Rose rested the Rifle at a wall that had once belonged to the backyard of someone’s house, grabbed the corpse and dragged it over to the shed. Jack had stopped arguing when he realized it was either kill or be killed, now.
 

He didn’t say much anymore anyway. Rose was sure he knew that he didn’t have much time anymore. Finding a person skilled enough to do the necessary repairs was near impossible. They hid away, were dead, or liars.
 

Rose didn’t trust anyone anymore.
 

Today was a lucky day.
 

Jack looked at her with his pale blue eyes out of the ashen white face. He looked so terrible, Rose noted. She noticed that every time she came here. Rose smiled back at him. It never reached her eyes.
 

With skilled precision learned over the course of months she took the corpse of the cyborg on the floor apart. Ripped out what she didn’t need, plucked out what was necessary as if it would burst if she held it too tight.
 

Jack had once told her that he hated it when she did that, but not anymore. Maybe he had just gotten used to it too. He had also told her that he hated himself for being such a burden.
 

It was true that She and John had better chances than he had, but Rose would not leave him to die. She would try anything she could to just drag it out a little longer.
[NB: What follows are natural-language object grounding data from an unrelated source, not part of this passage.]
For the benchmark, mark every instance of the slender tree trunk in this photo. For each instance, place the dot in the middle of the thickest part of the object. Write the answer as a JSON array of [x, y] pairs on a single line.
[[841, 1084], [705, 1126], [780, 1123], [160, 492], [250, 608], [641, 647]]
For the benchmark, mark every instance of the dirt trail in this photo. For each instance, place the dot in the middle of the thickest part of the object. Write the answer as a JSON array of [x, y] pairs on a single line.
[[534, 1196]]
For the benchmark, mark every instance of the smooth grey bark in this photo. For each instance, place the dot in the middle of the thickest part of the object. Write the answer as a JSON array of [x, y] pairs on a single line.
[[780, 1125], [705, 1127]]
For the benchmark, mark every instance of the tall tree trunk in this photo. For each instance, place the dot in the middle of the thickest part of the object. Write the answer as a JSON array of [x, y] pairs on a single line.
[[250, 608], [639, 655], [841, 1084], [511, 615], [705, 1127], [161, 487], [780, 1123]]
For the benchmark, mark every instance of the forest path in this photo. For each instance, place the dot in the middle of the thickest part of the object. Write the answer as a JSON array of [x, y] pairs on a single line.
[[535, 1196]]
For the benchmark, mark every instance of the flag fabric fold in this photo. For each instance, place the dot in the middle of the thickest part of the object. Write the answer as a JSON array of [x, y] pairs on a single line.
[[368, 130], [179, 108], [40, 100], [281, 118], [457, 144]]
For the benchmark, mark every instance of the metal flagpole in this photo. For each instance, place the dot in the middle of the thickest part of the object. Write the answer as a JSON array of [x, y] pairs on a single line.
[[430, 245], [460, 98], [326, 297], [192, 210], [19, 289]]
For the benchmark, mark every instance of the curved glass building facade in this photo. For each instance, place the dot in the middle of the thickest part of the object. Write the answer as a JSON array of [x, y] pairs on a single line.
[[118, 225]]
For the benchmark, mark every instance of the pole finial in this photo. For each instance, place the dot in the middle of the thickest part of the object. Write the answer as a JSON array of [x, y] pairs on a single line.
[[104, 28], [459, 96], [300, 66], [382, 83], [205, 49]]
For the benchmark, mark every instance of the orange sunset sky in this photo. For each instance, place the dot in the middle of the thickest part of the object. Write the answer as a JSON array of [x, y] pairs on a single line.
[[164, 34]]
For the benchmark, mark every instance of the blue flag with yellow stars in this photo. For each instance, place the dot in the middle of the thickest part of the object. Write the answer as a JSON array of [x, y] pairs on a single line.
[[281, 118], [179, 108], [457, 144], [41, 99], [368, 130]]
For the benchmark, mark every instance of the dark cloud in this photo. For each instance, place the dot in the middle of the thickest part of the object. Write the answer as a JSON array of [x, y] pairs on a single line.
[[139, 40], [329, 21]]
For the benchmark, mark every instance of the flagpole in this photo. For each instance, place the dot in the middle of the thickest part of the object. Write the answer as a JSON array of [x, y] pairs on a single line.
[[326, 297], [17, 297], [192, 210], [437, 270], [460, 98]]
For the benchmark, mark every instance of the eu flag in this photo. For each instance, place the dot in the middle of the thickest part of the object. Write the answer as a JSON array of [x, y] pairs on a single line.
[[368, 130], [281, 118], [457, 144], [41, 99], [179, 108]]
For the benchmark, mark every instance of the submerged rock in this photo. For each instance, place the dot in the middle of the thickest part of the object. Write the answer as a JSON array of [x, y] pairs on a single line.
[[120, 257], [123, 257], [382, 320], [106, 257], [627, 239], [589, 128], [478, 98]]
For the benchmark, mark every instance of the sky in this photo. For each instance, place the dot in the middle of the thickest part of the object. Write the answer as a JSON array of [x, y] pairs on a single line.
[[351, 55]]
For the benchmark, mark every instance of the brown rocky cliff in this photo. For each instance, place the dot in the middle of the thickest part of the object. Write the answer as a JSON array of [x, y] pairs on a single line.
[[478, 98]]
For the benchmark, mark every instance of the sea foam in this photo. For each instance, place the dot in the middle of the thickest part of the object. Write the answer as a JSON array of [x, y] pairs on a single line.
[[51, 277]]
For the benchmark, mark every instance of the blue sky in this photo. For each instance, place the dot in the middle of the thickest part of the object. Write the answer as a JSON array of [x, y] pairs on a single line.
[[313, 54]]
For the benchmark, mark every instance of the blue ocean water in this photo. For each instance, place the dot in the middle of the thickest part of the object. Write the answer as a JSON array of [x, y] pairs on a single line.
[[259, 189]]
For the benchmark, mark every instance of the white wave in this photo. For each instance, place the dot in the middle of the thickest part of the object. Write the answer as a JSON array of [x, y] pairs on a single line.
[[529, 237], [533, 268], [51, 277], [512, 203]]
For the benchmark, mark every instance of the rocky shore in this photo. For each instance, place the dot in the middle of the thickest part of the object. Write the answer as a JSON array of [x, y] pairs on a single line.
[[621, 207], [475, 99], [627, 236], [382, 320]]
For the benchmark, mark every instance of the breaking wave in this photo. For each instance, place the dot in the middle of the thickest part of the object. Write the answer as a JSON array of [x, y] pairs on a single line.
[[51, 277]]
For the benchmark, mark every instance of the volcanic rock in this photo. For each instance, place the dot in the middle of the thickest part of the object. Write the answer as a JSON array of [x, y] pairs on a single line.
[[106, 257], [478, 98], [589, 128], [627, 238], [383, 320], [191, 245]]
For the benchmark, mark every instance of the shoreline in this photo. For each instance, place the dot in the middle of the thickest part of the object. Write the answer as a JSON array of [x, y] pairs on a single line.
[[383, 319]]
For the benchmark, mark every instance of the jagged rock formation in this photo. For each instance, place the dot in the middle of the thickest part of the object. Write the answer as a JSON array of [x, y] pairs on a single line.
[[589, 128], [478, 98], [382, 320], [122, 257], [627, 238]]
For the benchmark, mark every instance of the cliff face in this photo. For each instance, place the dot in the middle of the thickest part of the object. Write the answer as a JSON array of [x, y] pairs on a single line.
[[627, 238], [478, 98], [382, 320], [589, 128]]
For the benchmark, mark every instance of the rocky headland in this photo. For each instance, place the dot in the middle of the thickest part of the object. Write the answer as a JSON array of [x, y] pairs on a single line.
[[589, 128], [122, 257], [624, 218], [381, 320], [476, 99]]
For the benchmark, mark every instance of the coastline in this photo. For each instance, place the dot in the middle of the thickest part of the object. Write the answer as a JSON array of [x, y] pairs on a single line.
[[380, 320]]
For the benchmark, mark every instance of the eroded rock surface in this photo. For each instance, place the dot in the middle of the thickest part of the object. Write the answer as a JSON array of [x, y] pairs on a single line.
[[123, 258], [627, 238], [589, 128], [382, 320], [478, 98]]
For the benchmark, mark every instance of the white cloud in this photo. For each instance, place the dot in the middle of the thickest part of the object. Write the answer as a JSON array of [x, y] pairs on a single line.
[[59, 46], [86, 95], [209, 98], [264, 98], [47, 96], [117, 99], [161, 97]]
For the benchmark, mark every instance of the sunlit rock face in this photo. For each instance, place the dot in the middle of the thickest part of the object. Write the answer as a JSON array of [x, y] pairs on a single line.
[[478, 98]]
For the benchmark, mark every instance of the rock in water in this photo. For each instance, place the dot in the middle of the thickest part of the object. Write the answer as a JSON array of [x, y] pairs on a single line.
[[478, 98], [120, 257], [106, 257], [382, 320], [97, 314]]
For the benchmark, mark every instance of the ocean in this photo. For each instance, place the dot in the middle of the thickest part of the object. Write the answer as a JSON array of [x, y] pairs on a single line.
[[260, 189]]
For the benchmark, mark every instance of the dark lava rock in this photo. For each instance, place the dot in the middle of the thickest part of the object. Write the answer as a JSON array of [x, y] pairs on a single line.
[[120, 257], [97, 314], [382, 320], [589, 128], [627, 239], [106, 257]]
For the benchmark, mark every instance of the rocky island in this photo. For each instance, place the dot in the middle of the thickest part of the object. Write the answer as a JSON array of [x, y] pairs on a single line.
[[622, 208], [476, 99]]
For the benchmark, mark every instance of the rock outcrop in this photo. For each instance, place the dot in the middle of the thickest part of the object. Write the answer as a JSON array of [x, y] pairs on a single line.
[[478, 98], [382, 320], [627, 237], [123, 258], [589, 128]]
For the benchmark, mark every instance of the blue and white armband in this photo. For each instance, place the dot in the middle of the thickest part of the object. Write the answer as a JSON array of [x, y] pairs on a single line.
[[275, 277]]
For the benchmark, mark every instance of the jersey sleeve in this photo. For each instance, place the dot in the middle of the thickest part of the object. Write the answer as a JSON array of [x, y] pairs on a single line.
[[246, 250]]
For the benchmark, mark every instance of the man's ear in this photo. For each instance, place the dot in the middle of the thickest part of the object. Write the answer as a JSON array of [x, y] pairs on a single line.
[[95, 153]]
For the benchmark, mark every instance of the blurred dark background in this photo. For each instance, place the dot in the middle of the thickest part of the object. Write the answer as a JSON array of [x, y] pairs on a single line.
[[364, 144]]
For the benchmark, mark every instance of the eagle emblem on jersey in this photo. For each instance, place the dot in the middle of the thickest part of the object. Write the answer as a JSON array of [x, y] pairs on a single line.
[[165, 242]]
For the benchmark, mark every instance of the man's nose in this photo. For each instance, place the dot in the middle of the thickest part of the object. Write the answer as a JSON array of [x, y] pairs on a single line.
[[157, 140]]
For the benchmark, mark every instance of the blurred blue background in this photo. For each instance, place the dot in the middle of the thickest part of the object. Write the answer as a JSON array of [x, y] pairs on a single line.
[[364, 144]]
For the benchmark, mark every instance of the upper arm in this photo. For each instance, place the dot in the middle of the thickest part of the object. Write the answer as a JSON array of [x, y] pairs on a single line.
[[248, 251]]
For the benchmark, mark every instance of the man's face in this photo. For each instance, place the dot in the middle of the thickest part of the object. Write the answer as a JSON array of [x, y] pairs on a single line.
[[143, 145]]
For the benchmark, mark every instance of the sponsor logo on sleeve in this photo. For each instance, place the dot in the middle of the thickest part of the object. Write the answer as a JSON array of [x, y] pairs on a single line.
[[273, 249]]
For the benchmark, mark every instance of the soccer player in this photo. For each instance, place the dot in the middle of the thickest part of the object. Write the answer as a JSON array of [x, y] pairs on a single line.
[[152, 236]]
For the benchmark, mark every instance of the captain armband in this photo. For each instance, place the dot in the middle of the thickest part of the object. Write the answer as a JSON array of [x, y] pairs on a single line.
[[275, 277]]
She needed more time, more time in between the days Jack was fine and the days he was fighting to survive. It was rare that she could find everything that was needed in one day. She didn’t find everything today either. Sometimes she wished he was able to move without slamming into the ground seconds later out of sheer exhaustion. There was so much to this technology, too many things she didn’t know and too many questions Jack couldn’t answer.
 

Today had been a lucky day, but who knew what tomorrow brought forth?